Let us scrutinize a little further what is said in Krippendorff (2013):

  • In order to justify the unjustifiable, and explain the inexplicable, Krippendorff (2013) attempts to stay away from the initial goal of agreement coefficients by bringing in some fuzzy notions such as “informational context” or “reliability to be inferred.” If an agreement coefficient is now required to quantify such broad notions, then how do we know what theoretical construct we want to quantify ? There is here an unfortunate demagogic attempt to expand the clear concept of agreement as much as necessary until it can incorporate even the most outlying estimations, which may not be justified otherwise. When the US financial industry lowered the requirements for obtaining a loan, the notion of acceptable mortgage credit risk was artificially expanded. As a result, individuals with bad credit history qualified. We all know what followed.
  • In the example above, suppose the instrument manufacturer developed a highly reliable test to diagnose a very common disease (i.e. a disease with high prevalence rate). Suppose also that each doctor finds only one individual in 1,000 without the disease, and both agree in 998 cases (i.e. correctly identify the same 998 patients with the disease), would Cohen’s (1960) &alpha  , Scott’s (1955) π, and Krippendorff’s (1980, 2004a, 2012) α tell the correct story? Unfortunately the answer is still no. This proves beyond any doubt that the poor performance of these indices has little to do with the reliability of the measuring instrument.
  • Notice the sentence “The inference of zero is perfectly justifiable.” Really ! Can an estimate of 0 be now called “an inference of 0 ?” What does the word “inference” mean in this context ? Is this inference statistical? This is what I refer to as pure demagogy, when someone decides to carry the word inference everywhere for the sole purpose of a conveying a false sense of sophistication.
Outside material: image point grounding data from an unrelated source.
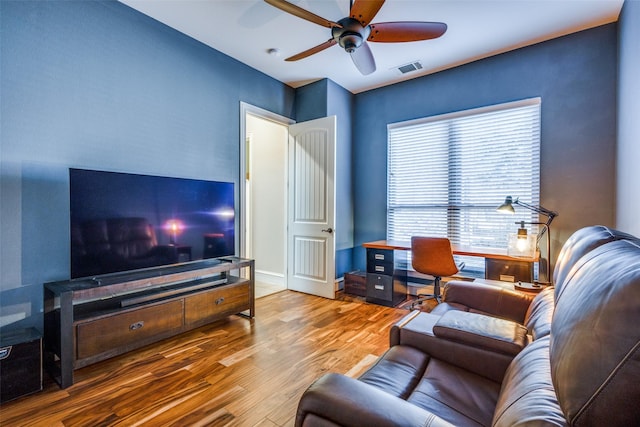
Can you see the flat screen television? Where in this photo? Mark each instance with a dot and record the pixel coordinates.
(121, 222)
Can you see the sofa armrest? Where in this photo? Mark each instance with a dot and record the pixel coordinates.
(336, 399)
(488, 332)
(488, 299)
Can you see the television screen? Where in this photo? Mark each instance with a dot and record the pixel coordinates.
(121, 222)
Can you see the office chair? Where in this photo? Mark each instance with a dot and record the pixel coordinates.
(432, 256)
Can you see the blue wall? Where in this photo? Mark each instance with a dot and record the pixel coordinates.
(98, 85)
(576, 78)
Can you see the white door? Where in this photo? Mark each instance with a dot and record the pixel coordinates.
(311, 210)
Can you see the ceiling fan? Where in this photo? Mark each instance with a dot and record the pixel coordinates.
(353, 32)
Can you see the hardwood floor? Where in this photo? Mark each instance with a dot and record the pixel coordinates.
(236, 372)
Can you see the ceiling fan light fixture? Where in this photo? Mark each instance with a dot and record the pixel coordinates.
(350, 41)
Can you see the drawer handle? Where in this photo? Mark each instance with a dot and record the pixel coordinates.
(137, 325)
(5, 352)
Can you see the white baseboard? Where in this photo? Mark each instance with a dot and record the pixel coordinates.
(270, 278)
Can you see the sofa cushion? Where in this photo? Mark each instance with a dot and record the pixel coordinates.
(483, 298)
(398, 371)
(595, 346)
(540, 314)
(456, 395)
(491, 333)
(527, 396)
(416, 330)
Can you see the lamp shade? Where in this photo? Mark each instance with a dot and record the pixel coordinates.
(507, 206)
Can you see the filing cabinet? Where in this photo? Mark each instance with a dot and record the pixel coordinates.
(386, 276)
(20, 363)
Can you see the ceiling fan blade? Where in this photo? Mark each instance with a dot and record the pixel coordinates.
(391, 32)
(313, 50)
(363, 59)
(302, 13)
(365, 10)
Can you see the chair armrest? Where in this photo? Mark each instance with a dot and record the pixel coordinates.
(488, 299)
(335, 399)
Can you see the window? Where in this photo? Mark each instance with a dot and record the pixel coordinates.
(448, 173)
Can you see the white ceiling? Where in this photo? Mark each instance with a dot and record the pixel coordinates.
(247, 29)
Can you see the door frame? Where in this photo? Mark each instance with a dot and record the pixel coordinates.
(266, 115)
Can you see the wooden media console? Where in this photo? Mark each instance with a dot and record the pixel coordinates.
(92, 319)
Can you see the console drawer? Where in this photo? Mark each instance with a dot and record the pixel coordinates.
(128, 329)
(216, 303)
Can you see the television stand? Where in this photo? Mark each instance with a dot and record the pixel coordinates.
(93, 319)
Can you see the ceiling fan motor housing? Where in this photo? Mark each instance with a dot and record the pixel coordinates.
(351, 35)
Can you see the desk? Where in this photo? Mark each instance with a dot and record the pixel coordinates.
(387, 276)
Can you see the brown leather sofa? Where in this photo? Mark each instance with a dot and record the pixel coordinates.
(490, 356)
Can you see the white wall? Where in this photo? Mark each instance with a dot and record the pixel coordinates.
(628, 179)
(267, 177)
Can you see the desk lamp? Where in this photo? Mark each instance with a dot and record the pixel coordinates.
(507, 207)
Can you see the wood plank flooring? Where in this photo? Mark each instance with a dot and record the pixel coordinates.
(236, 372)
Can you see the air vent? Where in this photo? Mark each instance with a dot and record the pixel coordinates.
(407, 68)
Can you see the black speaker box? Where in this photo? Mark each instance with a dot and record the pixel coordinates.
(20, 363)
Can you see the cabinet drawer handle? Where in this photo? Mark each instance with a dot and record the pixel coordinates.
(5, 352)
(136, 325)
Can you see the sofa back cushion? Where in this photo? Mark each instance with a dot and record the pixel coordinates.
(595, 338)
(527, 396)
(540, 313)
(580, 243)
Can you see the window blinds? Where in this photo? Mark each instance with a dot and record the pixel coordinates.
(448, 173)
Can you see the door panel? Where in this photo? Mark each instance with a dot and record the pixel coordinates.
(311, 248)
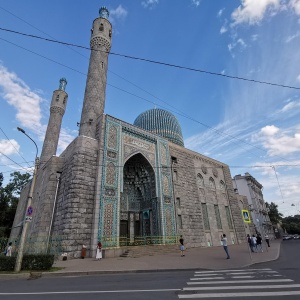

  • Looking at the experiment described above, how does one know whether the instrument itself is reliable or not ? If you want to test the propensity for an instrument to properly detect the presence of a rare trait, the statistical method of choice is the odds ratio, and not the agreement coefficient. Moreover, the use of 2 ordinary raters in an experiment aimed at testing the effectiveness of an instrument is rather odd, unless they are known experts in the use of that device. I am not sure why the effectiveness of the instrument is even part of this discussion.

[1] Cohen, J. (1960). “A coefficient of agreement for nominal scales.” Educational and Psychological Measurement, 20, 37-46.
[2] Feinstein, A. R., and Cicchetti, D. V. (1990), “High agreement but low kappa : I. The problems of two paradoxes,” Journal of Clinical Epidemiology, 43, 543-549.
[3] Gwet, K. L. (2012). Handbook of inter-rater reliability: The definitive to measuring the extent of agreement among multiple raters (3rded.). Gaithersburg, MD: Advanced Analytics, LLC Statistics in Medicine, 21, 2109-2129.
[4] Kraemer, H. C., Peryakoil, V. S., and Noda, A. (2002). “Kappa Coefficients in Medical Research,” Statistics in Medicine, 21, 2109-2129.
[5] Krippendorff, K. (1980). Content Analysis: An Introduction to Its Methodology. Thousand Oaks, Calif, USA.
[6] Krippendorff, K. (2004). Content Analysis: An Introduction to Its Methodology (2nd ed.). Thousand Oaks, Calif, USA.
[7] Krippendorff, K. (2012). Content Analysis: An Introduction to Its Methodology (3rd ed.). Thousand Oaks, Calif, USA.
[8] Krippendorff, K. (2013). Commentary : “A dissenting view on so-called paradoxes of reliability coefficients.” In C. T. Salmon (Ed.), Communication Yearbook, 36, (pp. 481-499).
[9] Scott, W. A. (1955). “Reliability of content analysis : the case of nominal scale coding.” Public Opinion Quarterly, XIX, 321-325.
[10] Xinshu, Zhao, Jun, S. Liu, and Ke, Deng. (2013). “Assumptions behind intercoder reliability indices,” In C. T. Salmon (Ed.), Communication Yearbook, 36, (pp. 419-499).